Comédia romântica, na sessão da tarde, esparramado no sofá ou tórrido drama no escurinho do cinema, quem não aprecia uma boa história de amor?

Amor sincero, platônico, passional, proibido, carnal, bandido, tudo vale quando a narrativa é boa e os protagonistas fazem jus ao enredo, do primeiro olhar à demolidora culpa pelo affaire, do ingênuo flerte à aventura inconsequente, da atração irresistível ao desenlace fatal.

Ao contrário das tramas do inesquecível Casal 20, nem sempre o filme pode desaguar em happy end. Ou, consideradas as histórias da carochinha, na verdadeira ficção que encerra o bordão “e foram felizes para sempre”.
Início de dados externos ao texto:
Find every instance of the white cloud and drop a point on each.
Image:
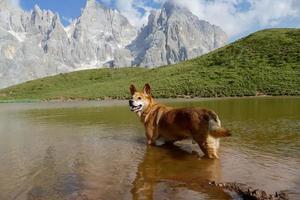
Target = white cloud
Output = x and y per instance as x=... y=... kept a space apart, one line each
x=68 y=19
x=15 y=3
x=235 y=21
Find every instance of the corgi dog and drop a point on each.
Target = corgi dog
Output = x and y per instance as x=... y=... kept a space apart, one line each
x=175 y=124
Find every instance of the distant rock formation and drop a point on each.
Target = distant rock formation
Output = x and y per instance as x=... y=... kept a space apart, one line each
x=35 y=44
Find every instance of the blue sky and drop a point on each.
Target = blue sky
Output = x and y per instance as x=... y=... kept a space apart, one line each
x=236 y=17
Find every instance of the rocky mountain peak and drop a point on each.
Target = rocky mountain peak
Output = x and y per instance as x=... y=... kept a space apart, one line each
x=35 y=44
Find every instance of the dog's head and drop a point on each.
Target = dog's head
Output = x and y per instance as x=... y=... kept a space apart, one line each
x=140 y=101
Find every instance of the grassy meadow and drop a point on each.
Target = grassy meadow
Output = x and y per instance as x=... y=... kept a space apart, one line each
x=264 y=63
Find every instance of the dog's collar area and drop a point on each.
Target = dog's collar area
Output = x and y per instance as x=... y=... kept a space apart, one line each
x=135 y=108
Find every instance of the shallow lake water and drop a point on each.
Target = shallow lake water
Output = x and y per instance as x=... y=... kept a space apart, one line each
x=97 y=150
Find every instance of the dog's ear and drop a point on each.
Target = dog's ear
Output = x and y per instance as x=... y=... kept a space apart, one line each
x=147 y=89
x=132 y=89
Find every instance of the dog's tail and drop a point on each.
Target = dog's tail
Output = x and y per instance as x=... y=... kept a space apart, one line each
x=215 y=128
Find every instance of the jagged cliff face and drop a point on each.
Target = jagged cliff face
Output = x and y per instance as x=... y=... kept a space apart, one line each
x=35 y=44
x=174 y=34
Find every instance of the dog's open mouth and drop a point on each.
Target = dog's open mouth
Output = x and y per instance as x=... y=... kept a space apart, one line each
x=135 y=108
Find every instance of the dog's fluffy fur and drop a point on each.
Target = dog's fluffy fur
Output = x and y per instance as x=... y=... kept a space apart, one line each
x=174 y=124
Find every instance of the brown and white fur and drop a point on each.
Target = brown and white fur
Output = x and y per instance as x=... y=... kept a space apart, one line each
x=174 y=124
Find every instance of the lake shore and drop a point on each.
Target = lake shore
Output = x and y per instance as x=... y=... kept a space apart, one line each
x=121 y=101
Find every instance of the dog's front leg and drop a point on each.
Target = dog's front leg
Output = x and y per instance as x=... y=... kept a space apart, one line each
x=149 y=135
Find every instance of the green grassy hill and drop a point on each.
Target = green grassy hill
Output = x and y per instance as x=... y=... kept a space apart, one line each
x=266 y=62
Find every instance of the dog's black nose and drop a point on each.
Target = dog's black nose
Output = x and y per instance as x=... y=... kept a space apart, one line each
x=130 y=102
De cara pintada ao senado federal, do paraíso ao ostracismo, hoje uma velha história de amor pode, enfim, sair do armário.
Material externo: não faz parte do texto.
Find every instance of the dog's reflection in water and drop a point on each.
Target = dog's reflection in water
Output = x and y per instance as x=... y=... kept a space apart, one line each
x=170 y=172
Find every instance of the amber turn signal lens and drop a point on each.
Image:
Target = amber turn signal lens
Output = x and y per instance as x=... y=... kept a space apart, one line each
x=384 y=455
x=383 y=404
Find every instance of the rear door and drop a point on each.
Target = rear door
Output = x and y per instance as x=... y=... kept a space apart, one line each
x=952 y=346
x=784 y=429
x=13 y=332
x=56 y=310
Não, não é isso que você está pensando, pois o Casal 171 é hétero, com todos os ingredientes que envolvem os casais tradicionais: marido, esposa, filhos, famílias, ocupações, polícia na porta, núcleos pobres, empresas ricas, personagens humildes, políticos poderosos, juízes rigorosos, desembargadores inescrupulosos, ministros do bem e do mal, e tudo mais que Hollywood nos ensinou a imitar.

Fato é que o multimilionário fundo partidário transformou a presidenta do PT, vulgo Amante da lista da patrocinadora Odebrecht, em uma das mais cobiçadas fortunas do Jet set de Brasília.

A eleita de Lula, ou melhor, por Lula, não demorou a despachar o velho marido para escanteio para abraçar o sem-voto Lindinho, celebrizado como Feio nos anexos divulgados nos áureos tempos da moribunda operação Lava-jato.

Dizem as más línguas que as noites frias de Curitiba, nas quais Lindblearghhhh costumava fazer apaixonadas serenatas para o chefe preso, constituíram as verdadeiras responsáveis pelo romance interestadual.

Encolhidinhos por causa do sereno, os companheiros roubaram os corações um do outro, enquanto, entre juras de amor eterno ao cupido encarcerado, urdiram a divisão do fundo partidário.

Se os pombinhos só precisavam da bênção d’Ele na convenção, seus sonhos foram realizados.

Ouvi dizer que o exército de advogados do PT já entrou com liminar no Supremo solicitando alteração do apelido Amante para Namorada. Afinal, Companheira é um termo muito vago, que Lindinho diz para todas.